Sounds like it takes some time for the mulch to "mellow" before fungus appear? I'll plan to aerate it (turn it over a couple of times when addings new plants. Hopefully that will solve the problem.
Usually the mulch you purchase in nurseries or big box stores is already aged. You are more likely to get funguses seen on non aged mulch. If you buy non aged mulch — (trees chipped after being taken down) you can increase the decomposition or aging process by putting some high nitrogen (1st number is 20 & up) over the mulch. If you put non aged mulch around your plants, that mulch will start to take the nitrogen away from your plants, unless you add that high nitrogen fertilizer to it.
10-21-2018 04:07 PM
@FastDogWalker2 et al, I got it for the first time this year. I only had one and my guess is it came from new mulch. Pretty gross. LM
10-21-2018 08:19 PM
@blueroses47 wrote:Are these those little white egg things? I just discovered a bunch while planting a couple of new shrubs and mulching this past weekend. I've gardened for years, and never before came across these things. I didn't know what they were (hoping they weren't eggs from creatures from outer space), so I googled them and came up with a kind of fungus.

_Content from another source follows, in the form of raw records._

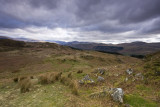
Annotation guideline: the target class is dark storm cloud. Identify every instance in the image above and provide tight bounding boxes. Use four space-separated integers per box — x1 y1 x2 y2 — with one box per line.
0 0 160 40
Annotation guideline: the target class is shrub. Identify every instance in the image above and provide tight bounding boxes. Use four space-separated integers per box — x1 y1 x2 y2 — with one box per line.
19 78 32 93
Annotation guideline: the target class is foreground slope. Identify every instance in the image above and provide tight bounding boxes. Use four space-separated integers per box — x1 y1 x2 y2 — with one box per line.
0 39 160 107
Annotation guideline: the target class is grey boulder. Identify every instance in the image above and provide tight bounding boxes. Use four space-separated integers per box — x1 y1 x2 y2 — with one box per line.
111 88 124 103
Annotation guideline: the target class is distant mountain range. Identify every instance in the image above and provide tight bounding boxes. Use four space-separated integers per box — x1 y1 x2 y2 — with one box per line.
56 41 160 55
0 36 160 55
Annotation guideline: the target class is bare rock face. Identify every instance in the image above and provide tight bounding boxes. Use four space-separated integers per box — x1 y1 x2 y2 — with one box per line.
126 68 133 75
111 88 124 103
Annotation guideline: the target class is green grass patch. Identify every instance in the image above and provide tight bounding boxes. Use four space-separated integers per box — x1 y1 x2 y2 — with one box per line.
124 95 158 107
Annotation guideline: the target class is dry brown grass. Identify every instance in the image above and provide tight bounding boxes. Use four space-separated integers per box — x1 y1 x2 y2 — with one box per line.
39 74 51 84
39 72 62 84
68 72 72 79
70 80 78 95
18 78 32 93
60 76 78 95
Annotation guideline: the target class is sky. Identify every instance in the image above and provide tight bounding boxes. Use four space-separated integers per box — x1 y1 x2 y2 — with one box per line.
0 0 160 44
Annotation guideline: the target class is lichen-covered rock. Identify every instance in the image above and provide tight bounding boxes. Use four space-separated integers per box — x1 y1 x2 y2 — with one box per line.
97 76 104 82
111 88 124 103
135 73 144 80
126 68 133 75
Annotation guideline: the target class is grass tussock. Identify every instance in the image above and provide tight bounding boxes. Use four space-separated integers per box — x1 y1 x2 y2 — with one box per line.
19 78 32 93
39 72 62 84
39 74 51 84
68 72 72 79
70 81 78 95
60 76 78 95
13 77 18 83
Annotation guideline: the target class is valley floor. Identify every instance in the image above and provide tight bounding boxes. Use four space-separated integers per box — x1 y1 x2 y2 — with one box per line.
0 48 160 107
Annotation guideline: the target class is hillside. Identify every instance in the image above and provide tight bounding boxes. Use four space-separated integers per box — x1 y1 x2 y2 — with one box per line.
0 41 160 107
63 42 160 55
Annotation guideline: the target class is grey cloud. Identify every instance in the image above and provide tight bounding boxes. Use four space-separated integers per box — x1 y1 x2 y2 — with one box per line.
0 0 160 40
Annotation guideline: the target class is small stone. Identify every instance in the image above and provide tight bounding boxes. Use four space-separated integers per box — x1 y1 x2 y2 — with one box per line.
97 76 104 82
126 68 133 75
111 88 124 103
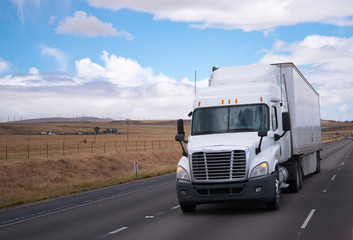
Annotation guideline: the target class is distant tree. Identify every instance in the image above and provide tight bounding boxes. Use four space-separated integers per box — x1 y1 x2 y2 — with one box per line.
93 126 100 134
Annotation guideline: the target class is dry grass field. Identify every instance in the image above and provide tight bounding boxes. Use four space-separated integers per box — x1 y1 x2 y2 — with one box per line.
0 121 353 208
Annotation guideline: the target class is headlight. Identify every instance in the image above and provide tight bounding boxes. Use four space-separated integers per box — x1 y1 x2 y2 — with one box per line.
250 162 268 178
177 166 190 181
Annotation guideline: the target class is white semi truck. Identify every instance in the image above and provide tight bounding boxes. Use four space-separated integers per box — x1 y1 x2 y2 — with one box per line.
175 63 322 212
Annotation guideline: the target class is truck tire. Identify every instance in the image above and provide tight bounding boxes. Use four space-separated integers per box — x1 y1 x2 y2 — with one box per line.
180 204 196 213
289 159 303 193
266 170 281 210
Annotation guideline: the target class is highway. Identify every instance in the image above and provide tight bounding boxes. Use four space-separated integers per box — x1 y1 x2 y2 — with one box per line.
0 140 353 240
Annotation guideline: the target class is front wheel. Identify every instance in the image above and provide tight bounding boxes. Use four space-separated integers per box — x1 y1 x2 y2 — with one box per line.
266 171 281 210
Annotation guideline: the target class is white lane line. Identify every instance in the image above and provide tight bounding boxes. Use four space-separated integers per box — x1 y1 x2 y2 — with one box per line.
108 227 128 235
301 209 315 229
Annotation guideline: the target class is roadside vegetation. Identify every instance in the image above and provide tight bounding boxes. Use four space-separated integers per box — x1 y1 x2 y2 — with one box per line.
0 121 353 208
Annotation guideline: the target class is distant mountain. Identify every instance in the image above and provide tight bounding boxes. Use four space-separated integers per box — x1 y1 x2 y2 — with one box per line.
16 117 113 122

Why is this common all of a sudden ? Or have I just been missing them in the past? Anyway, they are weird looking things, that's for sure. I was hoping they weren't harmful to man or plants.

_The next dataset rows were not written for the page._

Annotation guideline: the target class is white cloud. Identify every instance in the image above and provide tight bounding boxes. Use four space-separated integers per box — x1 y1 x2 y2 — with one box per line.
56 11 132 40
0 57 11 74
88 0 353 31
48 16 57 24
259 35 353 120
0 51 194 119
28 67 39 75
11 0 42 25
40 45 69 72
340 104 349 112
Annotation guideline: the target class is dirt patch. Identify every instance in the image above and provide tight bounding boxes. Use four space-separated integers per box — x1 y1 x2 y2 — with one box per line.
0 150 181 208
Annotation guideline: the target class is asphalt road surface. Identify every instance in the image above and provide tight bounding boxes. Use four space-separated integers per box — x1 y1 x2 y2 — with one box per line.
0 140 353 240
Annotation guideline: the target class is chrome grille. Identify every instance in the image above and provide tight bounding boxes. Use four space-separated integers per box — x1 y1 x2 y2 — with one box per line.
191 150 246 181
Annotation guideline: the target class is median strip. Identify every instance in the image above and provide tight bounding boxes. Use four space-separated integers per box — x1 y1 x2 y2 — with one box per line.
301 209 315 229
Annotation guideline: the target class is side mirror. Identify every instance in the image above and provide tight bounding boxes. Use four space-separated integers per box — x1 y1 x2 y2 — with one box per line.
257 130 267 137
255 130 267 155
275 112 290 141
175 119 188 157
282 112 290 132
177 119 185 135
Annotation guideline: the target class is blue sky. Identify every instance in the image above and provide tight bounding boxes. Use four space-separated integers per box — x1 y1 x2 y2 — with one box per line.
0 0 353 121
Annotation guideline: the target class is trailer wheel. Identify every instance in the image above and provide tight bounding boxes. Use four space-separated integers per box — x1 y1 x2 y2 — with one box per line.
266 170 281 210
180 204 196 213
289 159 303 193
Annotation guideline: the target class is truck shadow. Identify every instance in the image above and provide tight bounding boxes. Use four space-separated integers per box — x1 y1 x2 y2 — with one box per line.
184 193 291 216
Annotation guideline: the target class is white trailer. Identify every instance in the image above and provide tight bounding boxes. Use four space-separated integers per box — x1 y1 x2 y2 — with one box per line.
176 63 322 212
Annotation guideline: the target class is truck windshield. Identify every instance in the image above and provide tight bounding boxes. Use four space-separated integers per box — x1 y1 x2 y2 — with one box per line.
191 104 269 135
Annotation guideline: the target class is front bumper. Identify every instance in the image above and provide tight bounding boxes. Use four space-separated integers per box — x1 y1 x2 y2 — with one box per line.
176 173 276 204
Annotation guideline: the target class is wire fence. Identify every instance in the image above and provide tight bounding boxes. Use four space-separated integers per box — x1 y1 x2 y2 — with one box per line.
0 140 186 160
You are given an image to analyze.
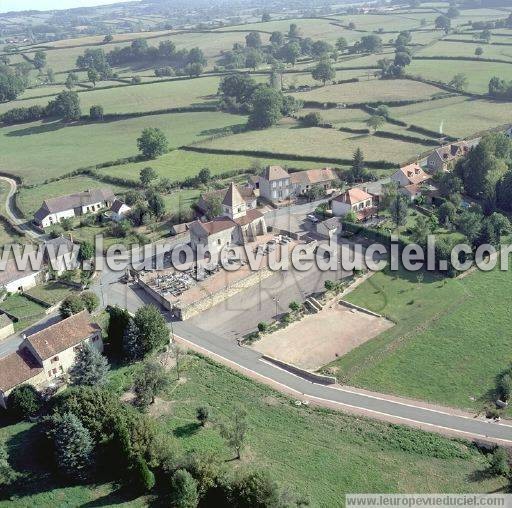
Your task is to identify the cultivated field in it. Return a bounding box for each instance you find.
[253,303,393,370]
[292,79,446,104]
[201,125,425,164]
[0,112,245,183]
[332,264,512,409]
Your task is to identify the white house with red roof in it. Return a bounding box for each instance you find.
[391,162,432,199]
[188,183,267,251]
[332,187,377,220]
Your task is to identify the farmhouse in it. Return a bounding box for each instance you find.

@blueroses47 Plants like them.
They don't harm plants or cause disease. In fact, plants benefit from the presence ofstinkhorn mushrooms because they break down rotting material into a form plants can use for nourishment. ... Stinkhorns emit their odor to attract flies.
11-10-2018 03:10 PM
Found two more this am while I was doing some Fall clean up in the garden - yuck!